KeyBanc’s note sits amid a broad spread of analyst expectations for Alphabet, with InvestingPro reporting price targets across the analyst community ranging from $185 to $432. The stock’s recent performance has been notable, with returns of 70.02% over the past six months and 64.43% over the past year.

Other broker commentary cited alongside KeyBanc’s update includes a Stifel raise of its own price target to $346 while maintaining a Buy rating. Stifel’s view is driven by expectations that fourth-quarter advertising results for Search and YouTube will exceed Wall Street consensus.

RBC Capital also moved its target higher, to $375, pointing explicitly to the integration of AI Overviews (AIO) ads across platforms such as Performance Max and Search and noting that conversion rates have remained stable as those ads have been rolled out. Cantor Fitzgerald, by contrast, kept a Neutral rating as the company awaits an antitrust decision from the European Union concerning Alphabet’s $32 billion acquisition of cloud security firm Wiz; that regulatory review has a deadline of February 10, 2026.
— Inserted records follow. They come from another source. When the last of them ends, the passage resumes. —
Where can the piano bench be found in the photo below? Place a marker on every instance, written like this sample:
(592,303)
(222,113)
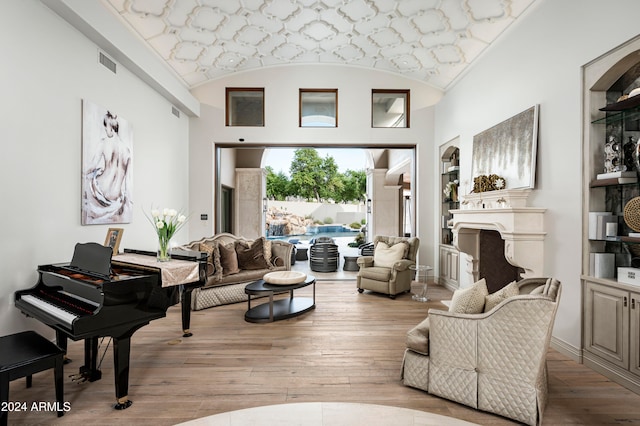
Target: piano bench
(26,353)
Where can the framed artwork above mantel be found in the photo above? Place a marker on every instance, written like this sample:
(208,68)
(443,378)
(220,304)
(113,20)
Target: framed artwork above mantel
(509,149)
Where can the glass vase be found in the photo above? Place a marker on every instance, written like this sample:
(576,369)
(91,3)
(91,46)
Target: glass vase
(164,250)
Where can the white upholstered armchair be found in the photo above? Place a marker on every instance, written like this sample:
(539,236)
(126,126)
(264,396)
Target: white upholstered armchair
(493,361)
(387,271)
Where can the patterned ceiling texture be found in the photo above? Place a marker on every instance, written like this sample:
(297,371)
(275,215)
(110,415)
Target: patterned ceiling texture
(429,40)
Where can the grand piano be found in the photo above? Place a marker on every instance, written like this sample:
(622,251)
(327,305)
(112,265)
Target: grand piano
(92,297)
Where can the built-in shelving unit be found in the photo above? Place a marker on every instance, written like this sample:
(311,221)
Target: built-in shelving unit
(611,308)
(449,195)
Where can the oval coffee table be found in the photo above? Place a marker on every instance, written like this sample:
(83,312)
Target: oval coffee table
(280,309)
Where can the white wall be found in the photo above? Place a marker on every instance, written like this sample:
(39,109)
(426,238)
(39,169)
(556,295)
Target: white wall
(539,62)
(281,86)
(48,68)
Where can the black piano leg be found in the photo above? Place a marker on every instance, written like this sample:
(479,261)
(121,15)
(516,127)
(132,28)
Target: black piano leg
(121,354)
(89,371)
(186,311)
(61,341)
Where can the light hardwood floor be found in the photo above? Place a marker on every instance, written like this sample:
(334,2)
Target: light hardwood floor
(349,349)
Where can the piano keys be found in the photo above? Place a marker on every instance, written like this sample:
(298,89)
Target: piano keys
(186,270)
(88,299)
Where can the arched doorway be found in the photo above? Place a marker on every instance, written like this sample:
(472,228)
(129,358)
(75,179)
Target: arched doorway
(391,187)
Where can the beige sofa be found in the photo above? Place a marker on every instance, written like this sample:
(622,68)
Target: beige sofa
(493,361)
(226,284)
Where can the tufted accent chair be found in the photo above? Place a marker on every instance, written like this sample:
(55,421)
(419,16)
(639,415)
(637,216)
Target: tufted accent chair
(494,361)
(386,278)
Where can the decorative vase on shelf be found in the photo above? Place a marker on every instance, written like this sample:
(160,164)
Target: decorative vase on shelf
(166,223)
(164,249)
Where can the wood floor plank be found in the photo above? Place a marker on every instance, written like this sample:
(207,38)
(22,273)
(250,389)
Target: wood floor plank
(348,349)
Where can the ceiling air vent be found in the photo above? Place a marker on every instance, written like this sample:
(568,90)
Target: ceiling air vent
(107,62)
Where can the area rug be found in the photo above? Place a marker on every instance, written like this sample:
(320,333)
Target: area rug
(325,414)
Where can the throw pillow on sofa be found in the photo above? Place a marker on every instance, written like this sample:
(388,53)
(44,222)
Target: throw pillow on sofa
(211,258)
(228,259)
(385,255)
(469,300)
(494,299)
(251,255)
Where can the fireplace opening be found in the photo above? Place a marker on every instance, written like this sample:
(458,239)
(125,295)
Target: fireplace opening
(493,265)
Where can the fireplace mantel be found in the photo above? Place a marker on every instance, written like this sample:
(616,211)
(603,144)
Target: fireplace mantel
(521,228)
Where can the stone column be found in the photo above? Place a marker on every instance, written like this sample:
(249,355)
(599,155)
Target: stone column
(249,219)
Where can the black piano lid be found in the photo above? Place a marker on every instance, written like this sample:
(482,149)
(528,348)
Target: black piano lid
(93,258)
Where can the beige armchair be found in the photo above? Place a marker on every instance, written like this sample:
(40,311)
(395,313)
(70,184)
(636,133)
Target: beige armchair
(387,271)
(493,361)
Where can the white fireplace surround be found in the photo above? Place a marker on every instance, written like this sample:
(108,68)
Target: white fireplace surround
(505,211)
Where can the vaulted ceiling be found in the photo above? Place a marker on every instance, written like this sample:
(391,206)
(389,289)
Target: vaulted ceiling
(432,41)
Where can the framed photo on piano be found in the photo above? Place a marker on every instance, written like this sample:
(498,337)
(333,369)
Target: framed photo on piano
(114,235)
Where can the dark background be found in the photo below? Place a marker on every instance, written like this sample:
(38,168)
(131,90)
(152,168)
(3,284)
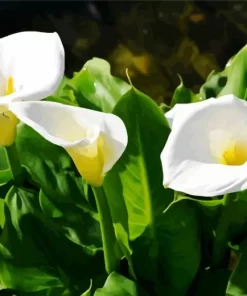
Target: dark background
(155,40)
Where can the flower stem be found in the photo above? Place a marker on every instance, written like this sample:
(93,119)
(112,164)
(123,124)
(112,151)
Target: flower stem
(107,230)
(14,163)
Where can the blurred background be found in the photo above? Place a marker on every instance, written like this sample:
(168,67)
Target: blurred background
(155,40)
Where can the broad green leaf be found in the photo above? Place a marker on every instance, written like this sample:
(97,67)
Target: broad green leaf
(88,292)
(5,173)
(117,285)
(231,225)
(211,282)
(183,95)
(3,159)
(213,85)
(138,196)
(48,207)
(237,75)
(95,88)
(2,216)
(51,168)
(60,89)
(179,237)
(237,285)
(36,256)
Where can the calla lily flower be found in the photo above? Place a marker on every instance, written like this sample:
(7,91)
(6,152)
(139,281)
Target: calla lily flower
(206,151)
(32,67)
(94,140)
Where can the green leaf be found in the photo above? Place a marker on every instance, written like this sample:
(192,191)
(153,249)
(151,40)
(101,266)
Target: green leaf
(183,95)
(52,169)
(211,282)
(3,159)
(138,196)
(36,256)
(60,90)
(213,85)
(2,216)
(117,285)
(237,285)
(95,88)
(179,239)
(231,226)
(236,75)
(88,292)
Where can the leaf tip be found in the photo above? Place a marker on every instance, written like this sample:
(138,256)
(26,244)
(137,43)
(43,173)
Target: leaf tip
(127,74)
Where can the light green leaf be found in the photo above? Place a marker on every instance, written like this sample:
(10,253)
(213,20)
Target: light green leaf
(36,256)
(95,88)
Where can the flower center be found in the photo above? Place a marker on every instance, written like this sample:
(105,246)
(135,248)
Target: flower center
(235,154)
(9,86)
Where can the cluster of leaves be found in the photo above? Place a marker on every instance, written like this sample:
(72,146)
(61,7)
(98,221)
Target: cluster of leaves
(169,243)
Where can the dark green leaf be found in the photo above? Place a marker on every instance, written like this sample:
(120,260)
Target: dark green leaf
(138,196)
(117,285)
(183,95)
(34,251)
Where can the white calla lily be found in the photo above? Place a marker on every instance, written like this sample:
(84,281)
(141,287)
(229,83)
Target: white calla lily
(31,68)
(94,140)
(206,151)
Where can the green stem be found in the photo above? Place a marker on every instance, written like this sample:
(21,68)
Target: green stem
(107,230)
(14,163)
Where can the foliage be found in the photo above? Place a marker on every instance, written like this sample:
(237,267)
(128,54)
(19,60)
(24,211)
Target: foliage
(169,243)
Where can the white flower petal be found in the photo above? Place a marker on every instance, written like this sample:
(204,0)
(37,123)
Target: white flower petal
(95,140)
(35,61)
(189,158)
(180,110)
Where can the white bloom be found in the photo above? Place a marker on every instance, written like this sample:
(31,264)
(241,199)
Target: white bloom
(206,151)
(31,68)
(94,140)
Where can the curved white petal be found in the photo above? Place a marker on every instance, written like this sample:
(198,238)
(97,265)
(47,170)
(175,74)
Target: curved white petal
(190,159)
(95,140)
(182,109)
(35,61)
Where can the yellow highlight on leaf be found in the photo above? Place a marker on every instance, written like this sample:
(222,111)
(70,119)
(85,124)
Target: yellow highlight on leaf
(89,161)
(9,86)
(235,154)
(8,120)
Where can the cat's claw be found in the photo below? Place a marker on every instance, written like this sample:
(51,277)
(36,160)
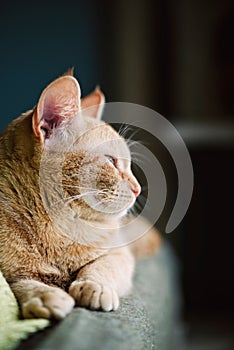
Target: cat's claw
(94,296)
(50,304)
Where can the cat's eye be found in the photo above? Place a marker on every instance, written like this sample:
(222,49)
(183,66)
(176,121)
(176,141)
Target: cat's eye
(112,160)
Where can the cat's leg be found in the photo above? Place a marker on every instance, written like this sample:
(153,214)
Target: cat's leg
(38,300)
(99,284)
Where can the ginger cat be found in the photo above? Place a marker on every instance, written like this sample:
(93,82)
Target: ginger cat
(48,271)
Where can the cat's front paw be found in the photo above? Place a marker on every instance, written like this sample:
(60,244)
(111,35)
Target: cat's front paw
(94,295)
(50,304)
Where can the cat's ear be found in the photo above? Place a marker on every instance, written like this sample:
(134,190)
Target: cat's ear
(93,104)
(59,101)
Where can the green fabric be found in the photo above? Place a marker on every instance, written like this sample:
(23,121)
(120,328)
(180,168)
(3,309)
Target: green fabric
(12,329)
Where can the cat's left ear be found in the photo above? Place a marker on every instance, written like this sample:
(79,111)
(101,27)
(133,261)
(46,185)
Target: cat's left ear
(93,104)
(59,101)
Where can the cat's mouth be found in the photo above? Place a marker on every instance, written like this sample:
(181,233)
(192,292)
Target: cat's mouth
(112,203)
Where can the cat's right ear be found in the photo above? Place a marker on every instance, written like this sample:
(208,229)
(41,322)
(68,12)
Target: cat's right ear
(59,101)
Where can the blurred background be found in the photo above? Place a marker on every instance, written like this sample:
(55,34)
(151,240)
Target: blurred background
(176,57)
The research commentary additionally calls out parallel positive sentiment toward Meta, noting that both companies are seen as well positioned across key AI dimensions. KeyBanc highlights agentic coding as a factor accelerating app deployment and points to evolving user interfaces as part of the broader AI-driven shift impacting the digital advertising and platform landscape.

Leadership comments from Google DeepMind have been referenced in market conversations, with CEO Demis Hassabis discussing the company’s AI advancements and asserting a competitive edge and broad capabilities in artificial intelligence. These remarks were presented as complementary to the analyst-focused narrative around AI and monetization.

For investors seeking deeper technical or valuation analysis, the research ecosystem referenced in the note includes Pro Research Reports and additional resources available through InvestingPro, which provide expanded modeling and valuation tools. The note and surrounding analyst coverage make clear there is a range of views on both near-term advertising performance and the longer-term impact of AI and cloud mix on Alphabet’s valuation.


Context and implications

KeyBanc’s move to a $360 target reflects a view that Alphabet’s combination of cash reserves, profitable margins and exposure to cloud and AI-driven advertising reinforces a higher multiple. That view is balanced in the market by differing analyst targets and an active regulatory calendar that includes the EU review of the Wiz transaction.

Risks

  • Regulatory uncertainty tied to the European Union’s antitrust review of Alphabet’s $32 billion Wiz acquisition, with a decision deadline of February 10, 2026 - this affects the cloud and cybersecurity sectors.
  • Divergent analyst expectations and a broad range of price targets indicate execution and forecasting risk for advertising and cloud revenue trajectories - this impacts technology and advertising markets.
  • Reliance on AI-driven improvements in ad volume and pricing creates exposure to the pace and efficacy of AI integration - this is a risk for digital advertising and platform monetization.